In recognition of its importance, proponents of the continental development plan, the New Partnership for Africa’s Development, released NEPAD’s Comprehensive Africa Agriculture Development Programme (CAADP) in 2003. Its goals are ambitious – to allocate at least 10% of national budgets to agriculture, to reach rural growth rates of 6% annually by 2015, integrate and invigorate regional and national agricultural markets, significantly increase agricultural exports, transform Africa into a “strategic player” in global agricultural science and technology, practice sound environmental and land management techniques, and reduce rural poverty.
‘Mined of life’
However, the challenges to success are as large as the potential consequences of failure. The UN’s World Food Programme estimates that more than 55m Africans were in need of international food aid in 2012. Since 1993, according to researchers for the African Union, annual population growth has outstripped food production on the continent, resulting in a rise in the number of hungry people.
One important obstacle to increased productivity has been the steady deterioration of Africa’s soils, noted Amit Roy, the head of the International Fertiliser Development Centre (IFDC), a US-based institute that promotes agricultural advancement in developing countries. “When farmers plant the same fields season after season and cannot afford to replace the soil nutrients taken up by their crops, the soil is literally mined of life,” he says.

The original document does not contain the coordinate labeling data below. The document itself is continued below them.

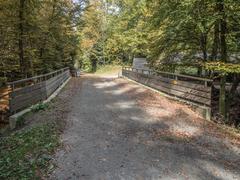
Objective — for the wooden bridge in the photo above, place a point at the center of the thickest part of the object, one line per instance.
(24, 93)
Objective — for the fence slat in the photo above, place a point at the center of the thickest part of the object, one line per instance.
(30, 95)
(187, 90)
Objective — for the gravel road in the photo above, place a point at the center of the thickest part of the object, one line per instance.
(117, 129)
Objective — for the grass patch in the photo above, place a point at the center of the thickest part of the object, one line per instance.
(26, 154)
(108, 69)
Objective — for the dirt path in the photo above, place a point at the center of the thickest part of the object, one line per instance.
(120, 130)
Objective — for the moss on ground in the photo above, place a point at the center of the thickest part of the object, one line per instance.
(26, 154)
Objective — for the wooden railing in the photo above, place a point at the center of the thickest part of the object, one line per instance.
(191, 89)
(27, 92)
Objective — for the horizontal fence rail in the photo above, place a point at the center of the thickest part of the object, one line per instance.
(191, 89)
(30, 91)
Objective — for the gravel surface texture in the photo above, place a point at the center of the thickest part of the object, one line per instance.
(117, 129)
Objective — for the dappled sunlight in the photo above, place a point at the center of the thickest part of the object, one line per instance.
(124, 128)
(103, 85)
(219, 171)
(122, 105)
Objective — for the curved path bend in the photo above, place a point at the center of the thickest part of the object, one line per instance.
(117, 129)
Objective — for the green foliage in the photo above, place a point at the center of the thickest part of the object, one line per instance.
(223, 68)
(26, 154)
(44, 31)
(109, 69)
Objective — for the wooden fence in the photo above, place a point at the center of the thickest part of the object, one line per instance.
(30, 91)
(191, 89)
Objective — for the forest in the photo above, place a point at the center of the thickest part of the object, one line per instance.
(197, 37)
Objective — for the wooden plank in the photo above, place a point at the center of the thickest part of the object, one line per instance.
(25, 97)
(183, 95)
(179, 82)
(162, 86)
(180, 88)
(30, 95)
(26, 103)
(27, 89)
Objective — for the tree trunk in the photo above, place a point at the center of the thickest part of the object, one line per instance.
(223, 50)
(20, 38)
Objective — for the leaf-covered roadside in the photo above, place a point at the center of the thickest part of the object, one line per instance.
(26, 154)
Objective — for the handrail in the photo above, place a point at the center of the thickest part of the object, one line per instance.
(174, 74)
(37, 77)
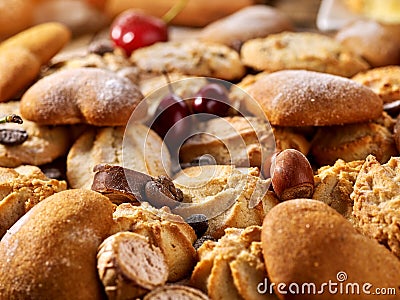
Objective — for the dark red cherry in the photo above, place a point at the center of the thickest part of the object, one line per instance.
(171, 111)
(133, 29)
(212, 99)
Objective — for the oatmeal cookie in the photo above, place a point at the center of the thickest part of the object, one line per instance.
(376, 201)
(334, 184)
(301, 50)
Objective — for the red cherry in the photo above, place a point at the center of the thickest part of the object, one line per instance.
(133, 29)
(212, 99)
(171, 111)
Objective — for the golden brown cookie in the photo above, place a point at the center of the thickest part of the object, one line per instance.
(232, 267)
(378, 43)
(306, 98)
(301, 50)
(376, 201)
(165, 230)
(139, 151)
(83, 95)
(240, 141)
(50, 253)
(308, 243)
(22, 55)
(248, 23)
(228, 196)
(334, 184)
(190, 57)
(20, 190)
(43, 145)
(384, 81)
(353, 142)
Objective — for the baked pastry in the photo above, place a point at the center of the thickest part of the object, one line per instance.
(228, 196)
(316, 244)
(377, 43)
(20, 190)
(190, 57)
(167, 231)
(129, 266)
(235, 140)
(50, 253)
(353, 142)
(384, 81)
(232, 267)
(179, 292)
(82, 95)
(334, 184)
(248, 23)
(306, 98)
(22, 55)
(137, 149)
(43, 144)
(301, 50)
(376, 212)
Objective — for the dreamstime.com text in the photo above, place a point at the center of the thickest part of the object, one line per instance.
(339, 286)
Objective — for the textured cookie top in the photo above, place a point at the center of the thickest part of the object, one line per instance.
(384, 81)
(306, 98)
(190, 58)
(301, 50)
(83, 95)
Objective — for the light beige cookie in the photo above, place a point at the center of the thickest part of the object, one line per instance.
(248, 23)
(378, 43)
(353, 142)
(232, 267)
(43, 145)
(228, 196)
(20, 190)
(139, 151)
(83, 95)
(376, 201)
(384, 81)
(306, 98)
(164, 230)
(190, 57)
(334, 184)
(22, 55)
(301, 50)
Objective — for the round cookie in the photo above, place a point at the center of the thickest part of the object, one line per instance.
(306, 98)
(384, 81)
(82, 95)
(104, 145)
(248, 23)
(190, 57)
(377, 43)
(301, 50)
(353, 142)
(44, 143)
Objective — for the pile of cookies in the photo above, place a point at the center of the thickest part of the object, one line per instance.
(292, 181)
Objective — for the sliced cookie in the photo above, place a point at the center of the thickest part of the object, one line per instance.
(301, 50)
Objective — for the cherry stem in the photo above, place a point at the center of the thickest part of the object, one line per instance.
(11, 119)
(165, 73)
(174, 11)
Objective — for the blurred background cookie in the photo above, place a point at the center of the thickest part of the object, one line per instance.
(301, 50)
(43, 144)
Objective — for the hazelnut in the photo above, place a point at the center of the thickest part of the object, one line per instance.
(292, 175)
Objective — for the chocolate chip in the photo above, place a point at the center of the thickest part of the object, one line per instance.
(11, 137)
(197, 244)
(199, 223)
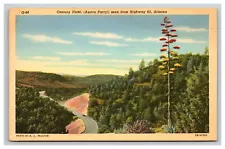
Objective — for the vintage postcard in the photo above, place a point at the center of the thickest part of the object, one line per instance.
(113, 74)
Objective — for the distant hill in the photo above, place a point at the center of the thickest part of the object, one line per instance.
(51, 80)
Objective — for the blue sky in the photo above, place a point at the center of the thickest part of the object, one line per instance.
(86, 45)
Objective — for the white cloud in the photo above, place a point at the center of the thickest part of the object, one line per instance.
(83, 54)
(143, 54)
(189, 29)
(99, 35)
(45, 58)
(119, 61)
(189, 40)
(44, 38)
(107, 43)
(148, 39)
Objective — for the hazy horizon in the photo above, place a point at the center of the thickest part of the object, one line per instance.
(88, 45)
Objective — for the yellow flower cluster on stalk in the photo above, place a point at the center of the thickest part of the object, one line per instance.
(171, 54)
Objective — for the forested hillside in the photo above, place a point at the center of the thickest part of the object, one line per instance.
(142, 95)
(59, 87)
(39, 115)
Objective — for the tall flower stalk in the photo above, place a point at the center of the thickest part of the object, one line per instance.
(166, 60)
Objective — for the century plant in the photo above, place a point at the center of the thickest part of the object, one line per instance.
(172, 55)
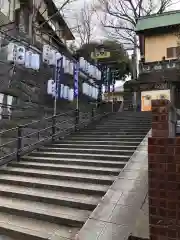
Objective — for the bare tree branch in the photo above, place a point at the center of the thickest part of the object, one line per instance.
(84, 24)
(119, 17)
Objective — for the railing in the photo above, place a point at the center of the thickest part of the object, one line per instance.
(18, 141)
(147, 67)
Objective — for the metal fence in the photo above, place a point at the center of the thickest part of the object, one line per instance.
(18, 141)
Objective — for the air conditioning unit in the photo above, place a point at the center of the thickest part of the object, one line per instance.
(46, 52)
(20, 56)
(11, 52)
(35, 61)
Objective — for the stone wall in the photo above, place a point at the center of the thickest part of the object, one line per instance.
(164, 174)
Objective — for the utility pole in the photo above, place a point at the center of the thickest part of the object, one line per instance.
(135, 66)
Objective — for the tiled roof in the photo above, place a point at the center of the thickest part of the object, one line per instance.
(158, 20)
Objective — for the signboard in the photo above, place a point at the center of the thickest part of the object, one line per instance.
(148, 96)
(100, 55)
(58, 73)
(76, 79)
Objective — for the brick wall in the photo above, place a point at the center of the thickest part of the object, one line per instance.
(164, 175)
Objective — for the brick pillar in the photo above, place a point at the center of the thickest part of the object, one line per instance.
(164, 175)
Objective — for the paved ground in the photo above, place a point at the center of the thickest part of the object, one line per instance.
(122, 211)
(141, 229)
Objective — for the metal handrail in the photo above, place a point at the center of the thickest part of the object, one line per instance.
(55, 132)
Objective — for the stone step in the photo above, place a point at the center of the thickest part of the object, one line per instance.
(83, 162)
(70, 168)
(74, 200)
(120, 157)
(53, 184)
(23, 228)
(118, 133)
(86, 151)
(15, 169)
(104, 143)
(120, 138)
(43, 211)
(92, 146)
(117, 129)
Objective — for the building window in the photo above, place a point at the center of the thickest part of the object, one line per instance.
(173, 52)
(5, 7)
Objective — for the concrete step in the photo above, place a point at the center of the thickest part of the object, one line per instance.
(74, 200)
(96, 146)
(85, 150)
(15, 169)
(120, 157)
(70, 168)
(117, 129)
(118, 133)
(83, 162)
(55, 185)
(44, 211)
(104, 143)
(109, 138)
(23, 228)
(53, 190)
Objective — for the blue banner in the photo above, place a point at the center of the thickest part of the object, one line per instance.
(76, 79)
(58, 75)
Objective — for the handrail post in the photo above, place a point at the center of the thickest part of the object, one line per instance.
(76, 119)
(53, 128)
(19, 142)
(92, 114)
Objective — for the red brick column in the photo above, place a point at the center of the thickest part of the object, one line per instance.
(164, 176)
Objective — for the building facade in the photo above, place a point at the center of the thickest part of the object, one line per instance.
(159, 73)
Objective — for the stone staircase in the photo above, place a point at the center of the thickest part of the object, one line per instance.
(51, 192)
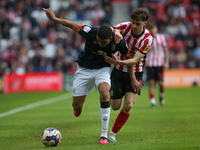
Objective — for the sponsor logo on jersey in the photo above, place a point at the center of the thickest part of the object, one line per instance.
(146, 49)
(86, 29)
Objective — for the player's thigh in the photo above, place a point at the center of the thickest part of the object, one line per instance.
(104, 89)
(116, 104)
(160, 73)
(117, 84)
(102, 75)
(83, 82)
(150, 73)
(129, 100)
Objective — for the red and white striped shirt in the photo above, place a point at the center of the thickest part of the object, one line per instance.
(155, 57)
(142, 43)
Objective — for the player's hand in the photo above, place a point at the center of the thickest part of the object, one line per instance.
(112, 60)
(118, 37)
(166, 65)
(136, 85)
(50, 14)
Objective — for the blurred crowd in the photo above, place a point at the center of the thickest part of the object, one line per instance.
(30, 42)
(179, 21)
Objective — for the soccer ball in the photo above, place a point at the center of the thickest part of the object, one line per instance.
(51, 137)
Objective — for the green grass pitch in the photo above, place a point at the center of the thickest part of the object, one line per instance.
(175, 126)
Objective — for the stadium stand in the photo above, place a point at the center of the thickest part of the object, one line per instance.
(30, 42)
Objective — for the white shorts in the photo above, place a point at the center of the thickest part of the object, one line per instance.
(84, 79)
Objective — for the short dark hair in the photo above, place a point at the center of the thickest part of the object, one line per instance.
(151, 25)
(140, 14)
(104, 32)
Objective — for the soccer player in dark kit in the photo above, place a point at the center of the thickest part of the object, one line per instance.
(92, 67)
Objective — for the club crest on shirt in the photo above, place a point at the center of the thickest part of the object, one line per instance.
(113, 47)
(146, 49)
(86, 29)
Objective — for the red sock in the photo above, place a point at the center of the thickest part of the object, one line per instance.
(120, 121)
(151, 95)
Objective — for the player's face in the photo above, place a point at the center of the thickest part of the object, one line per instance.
(103, 42)
(153, 31)
(137, 26)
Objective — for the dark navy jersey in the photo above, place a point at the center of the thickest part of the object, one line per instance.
(92, 56)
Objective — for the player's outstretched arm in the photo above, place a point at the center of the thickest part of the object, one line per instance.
(128, 62)
(50, 14)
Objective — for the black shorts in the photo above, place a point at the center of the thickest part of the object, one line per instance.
(121, 83)
(155, 73)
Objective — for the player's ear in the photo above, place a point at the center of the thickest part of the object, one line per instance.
(145, 23)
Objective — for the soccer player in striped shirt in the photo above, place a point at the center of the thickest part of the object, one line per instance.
(157, 59)
(139, 41)
(92, 67)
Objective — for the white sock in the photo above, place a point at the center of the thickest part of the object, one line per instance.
(105, 116)
(153, 101)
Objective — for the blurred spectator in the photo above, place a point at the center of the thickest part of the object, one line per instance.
(30, 42)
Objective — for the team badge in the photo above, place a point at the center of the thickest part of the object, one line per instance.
(113, 47)
(86, 29)
(146, 49)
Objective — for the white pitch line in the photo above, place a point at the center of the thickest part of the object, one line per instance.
(37, 104)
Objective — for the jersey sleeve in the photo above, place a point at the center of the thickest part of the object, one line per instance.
(146, 45)
(87, 32)
(122, 26)
(122, 47)
(164, 43)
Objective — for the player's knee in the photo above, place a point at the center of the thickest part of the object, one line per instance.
(127, 108)
(104, 96)
(115, 107)
(77, 106)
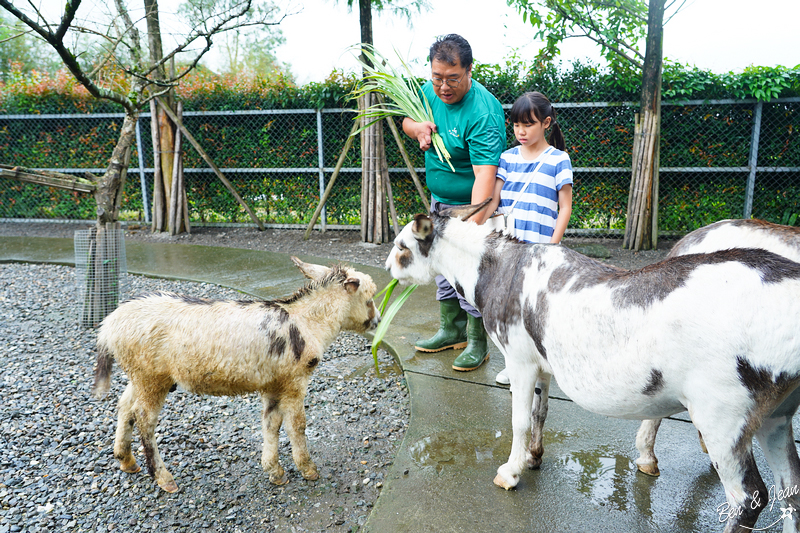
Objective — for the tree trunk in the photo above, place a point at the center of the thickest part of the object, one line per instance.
(110, 186)
(163, 187)
(641, 227)
(374, 216)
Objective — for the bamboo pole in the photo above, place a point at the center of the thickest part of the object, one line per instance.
(392, 210)
(211, 163)
(176, 196)
(50, 179)
(381, 231)
(158, 185)
(185, 198)
(402, 147)
(347, 144)
(362, 105)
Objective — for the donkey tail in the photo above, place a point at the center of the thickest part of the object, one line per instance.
(102, 372)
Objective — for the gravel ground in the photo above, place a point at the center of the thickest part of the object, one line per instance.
(57, 470)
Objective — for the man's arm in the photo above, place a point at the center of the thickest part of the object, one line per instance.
(482, 189)
(420, 131)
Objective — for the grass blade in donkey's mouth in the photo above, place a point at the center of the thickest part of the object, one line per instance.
(388, 315)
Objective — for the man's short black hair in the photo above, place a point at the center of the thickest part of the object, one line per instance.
(450, 49)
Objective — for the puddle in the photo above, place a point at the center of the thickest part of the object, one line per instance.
(461, 448)
(602, 475)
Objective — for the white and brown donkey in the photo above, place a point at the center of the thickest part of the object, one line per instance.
(714, 334)
(722, 235)
(226, 348)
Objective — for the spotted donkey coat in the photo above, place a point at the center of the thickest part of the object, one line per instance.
(722, 235)
(223, 348)
(712, 334)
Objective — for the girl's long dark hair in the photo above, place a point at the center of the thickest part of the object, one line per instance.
(535, 105)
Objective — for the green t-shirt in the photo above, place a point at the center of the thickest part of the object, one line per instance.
(473, 131)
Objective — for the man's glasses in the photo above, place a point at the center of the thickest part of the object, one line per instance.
(438, 82)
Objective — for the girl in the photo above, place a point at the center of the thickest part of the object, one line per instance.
(534, 177)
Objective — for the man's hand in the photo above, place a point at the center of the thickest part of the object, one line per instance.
(421, 131)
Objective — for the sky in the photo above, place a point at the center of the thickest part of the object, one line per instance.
(717, 35)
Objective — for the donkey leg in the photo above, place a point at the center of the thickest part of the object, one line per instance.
(147, 410)
(295, 417)
(538, 415)
(271, 420)
(647, 462)
(730, 448)
(126, 418)
(776, 438)
(522, 384)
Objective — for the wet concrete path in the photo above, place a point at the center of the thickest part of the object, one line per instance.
(460, 429)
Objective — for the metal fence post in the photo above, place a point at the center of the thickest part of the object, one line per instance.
(751, 178)
(143, 181)
(322, 216)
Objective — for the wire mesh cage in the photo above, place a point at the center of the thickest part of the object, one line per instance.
(101, 272)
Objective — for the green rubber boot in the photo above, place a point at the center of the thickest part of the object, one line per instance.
(477, 350)
(452, 328)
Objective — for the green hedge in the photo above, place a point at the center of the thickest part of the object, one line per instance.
(706, 136)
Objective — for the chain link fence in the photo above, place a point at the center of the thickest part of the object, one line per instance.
(719, 159)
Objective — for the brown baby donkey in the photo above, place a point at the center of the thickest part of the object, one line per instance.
(226, 347)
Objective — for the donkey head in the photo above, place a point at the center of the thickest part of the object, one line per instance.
(362, 313)
(411, 260)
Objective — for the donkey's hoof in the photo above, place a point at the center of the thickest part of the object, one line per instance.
(279, 478)
(505, 479)
(651, 469)
(500, 481)
(702, 442)
(169, 486)
(534, 462)
(130, 468)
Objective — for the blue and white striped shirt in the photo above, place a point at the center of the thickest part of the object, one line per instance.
(537, 209)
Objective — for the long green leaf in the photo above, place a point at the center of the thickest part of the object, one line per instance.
(386, 319)
(389, 289)
(405, 95)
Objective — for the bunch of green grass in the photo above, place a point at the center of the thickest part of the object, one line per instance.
(387, 316)
(404, 96)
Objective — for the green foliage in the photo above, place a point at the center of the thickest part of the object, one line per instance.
(617, 26)
(706, 135)
(762, 83)
(20, 51)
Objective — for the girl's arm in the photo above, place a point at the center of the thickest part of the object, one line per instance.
(564, 212)
(492, 207)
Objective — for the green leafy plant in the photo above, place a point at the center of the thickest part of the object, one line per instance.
(405, 96)
(388, 315)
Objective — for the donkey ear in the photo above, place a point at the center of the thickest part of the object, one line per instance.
(309, 270)
(464, 212)
(352, 284)
(421, 227)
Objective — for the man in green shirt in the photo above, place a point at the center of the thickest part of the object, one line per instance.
(472, 125)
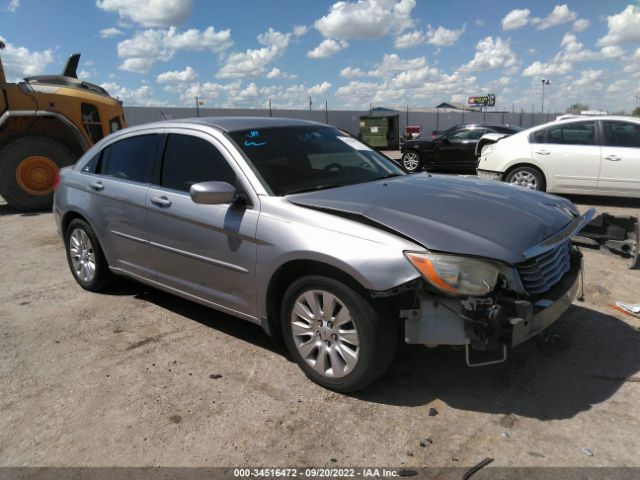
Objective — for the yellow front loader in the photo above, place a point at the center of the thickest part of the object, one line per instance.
(46, 123)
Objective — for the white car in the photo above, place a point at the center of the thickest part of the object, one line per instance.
(579, 155)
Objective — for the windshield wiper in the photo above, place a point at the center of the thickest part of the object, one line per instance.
(390, 175)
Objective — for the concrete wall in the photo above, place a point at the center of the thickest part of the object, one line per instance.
(346, 119)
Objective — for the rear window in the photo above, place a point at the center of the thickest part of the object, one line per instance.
(621, 134)
(575, 133)
(131, 159)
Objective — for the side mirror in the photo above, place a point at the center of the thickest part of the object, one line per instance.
(212, 193)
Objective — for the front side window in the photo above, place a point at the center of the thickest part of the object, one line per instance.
(298, 159)
(131, 159)
(575, 133)
(621, 134)
(189, 160)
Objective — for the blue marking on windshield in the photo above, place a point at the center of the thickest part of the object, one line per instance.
(253, 134)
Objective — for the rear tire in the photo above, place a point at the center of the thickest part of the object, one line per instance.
(527, 177)
(353, 346)
(28, 167)
(85, 257)
(411, 161)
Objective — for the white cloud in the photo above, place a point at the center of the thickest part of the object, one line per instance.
(142, 95)
(443, 37)
(410, 39)
(149, 13)
(624, 27)
(581, 25)
(571, 52)
(350, 72)
(538, 68)
(392, 63)
(327, 48)
(559, 15)
(21, 62)
(320, 90)
(277, 73)
(175, 76)
(300, 30)
(110, 32)
(515, 19)
(366, 19)
(253, 62)
(357, 93)
(492, 54)
(141, 51)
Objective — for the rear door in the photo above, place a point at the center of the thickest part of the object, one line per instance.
(620, 171)
(117, 201)
(207, 251)
(568, 155)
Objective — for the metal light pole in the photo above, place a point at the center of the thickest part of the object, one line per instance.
(544, 82)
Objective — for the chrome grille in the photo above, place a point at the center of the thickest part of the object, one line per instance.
(540, 273)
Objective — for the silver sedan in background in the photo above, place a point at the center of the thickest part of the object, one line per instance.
(301, 228)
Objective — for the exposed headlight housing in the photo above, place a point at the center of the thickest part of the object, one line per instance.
(457, 275)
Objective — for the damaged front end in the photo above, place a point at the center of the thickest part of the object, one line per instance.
(499, 305)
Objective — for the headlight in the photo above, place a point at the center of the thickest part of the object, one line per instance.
(457, 275)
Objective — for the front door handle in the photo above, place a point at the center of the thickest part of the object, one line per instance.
(98, 185)
(162, 201)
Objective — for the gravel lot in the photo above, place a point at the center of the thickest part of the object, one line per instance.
(137, 377)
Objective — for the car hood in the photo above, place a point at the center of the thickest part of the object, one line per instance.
(462, 215)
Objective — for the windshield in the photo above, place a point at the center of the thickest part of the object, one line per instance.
(300, 159)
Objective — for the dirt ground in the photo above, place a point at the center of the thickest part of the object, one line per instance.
(137, 377)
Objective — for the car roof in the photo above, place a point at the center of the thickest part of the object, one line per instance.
(577, 118)
(231, 124)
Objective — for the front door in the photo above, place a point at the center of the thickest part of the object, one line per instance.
(568, 155)
(117, 195)
(207, 251)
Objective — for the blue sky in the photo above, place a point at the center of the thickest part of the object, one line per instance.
(349, 53)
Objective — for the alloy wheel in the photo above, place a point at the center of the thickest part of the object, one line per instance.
(325, 333)
(525, 179)
(83, 257)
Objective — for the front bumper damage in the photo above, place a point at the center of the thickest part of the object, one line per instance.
(494, 323)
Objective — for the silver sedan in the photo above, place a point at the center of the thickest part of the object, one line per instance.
(311, 234)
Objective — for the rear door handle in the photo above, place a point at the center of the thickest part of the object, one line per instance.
(97, 185)
(162, 201)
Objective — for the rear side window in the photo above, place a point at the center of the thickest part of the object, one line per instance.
(576, 133)
(470, 134)
(189, 160)
(621, 134)
(131, 159)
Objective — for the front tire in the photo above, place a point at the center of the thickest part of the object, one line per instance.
(335, 335)
(28, 167)
(85, 257)
(411, 161)
(527, 177)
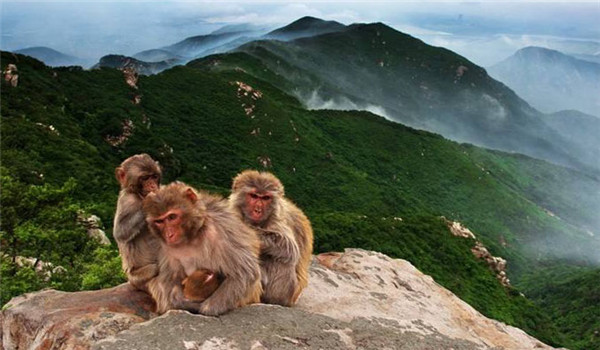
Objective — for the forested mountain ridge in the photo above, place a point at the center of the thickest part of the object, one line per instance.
(347, 170)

An estimated 8m tons of nutrients are depleted annually. Replenishing the nitrogen, potassium, phosphorus and other minerals absorbed by plants is therefore vital to keep crop yields from declining. Part of the answer lies in better farming methods, including expanding the range of crops grown, improving soil conservation practices and utilising improved seeds and technology. But the key to launching a “revolution” in African agriculture, Roy said, is much greater use of fertiliser.
“Traditionally, African farmers use the slash-and-burn method,” he said. “They burn off a section of land and farm it for a season or two, then clear another plot and leave the old field fallow.” But population increases and growing land shortages have forced farmers to cultivate the same fields repeatedly, stripping the land of nutrients and resulting in smaller harvests and less income. Such pressures have also led farmers to clear land poorly suited for cultivation, which contributes to soil erosion and yields only marginal increases in harvests. An estimated 50,000 hectares of Africa’s forests and 60,000 hectares of savannah are lost to such methods annually – resulting in severe environmental degradation and contributing to the decline in agricultural production per capita.
According to the CAADP, African farmers currently use far less fertiliser than their counterparts in other regions of the world. “A strong relationship exists between the level of fertiliser use and cereal yield,” notes the programme.
High costs, short supply
Heavy reliance on imported fertilisers, combined with high transportation costs and the absence of suppliers in the countryside, has meant that African farmers pay between two and six times the average world price for fertiliser. With millions of African family farmers surviving on less than a dollar a day, imported fertiliser is simply unaffordable.
Yet evidence suggests that even modest increases in the use of fertiliser – whether nitrogen, phosphorous or potassium – can have dramatic results. In Ethiopia, one study found that just one bottle cap’s worth of chemical fertiliser on each plant increased millet yields exponentially. The technique, known as “micro-dosing”, is regarded as particularly appropriate for Africa’s small-scale farmers, because it reduces costs and avoids damage to fragile soils from excessive chemical use.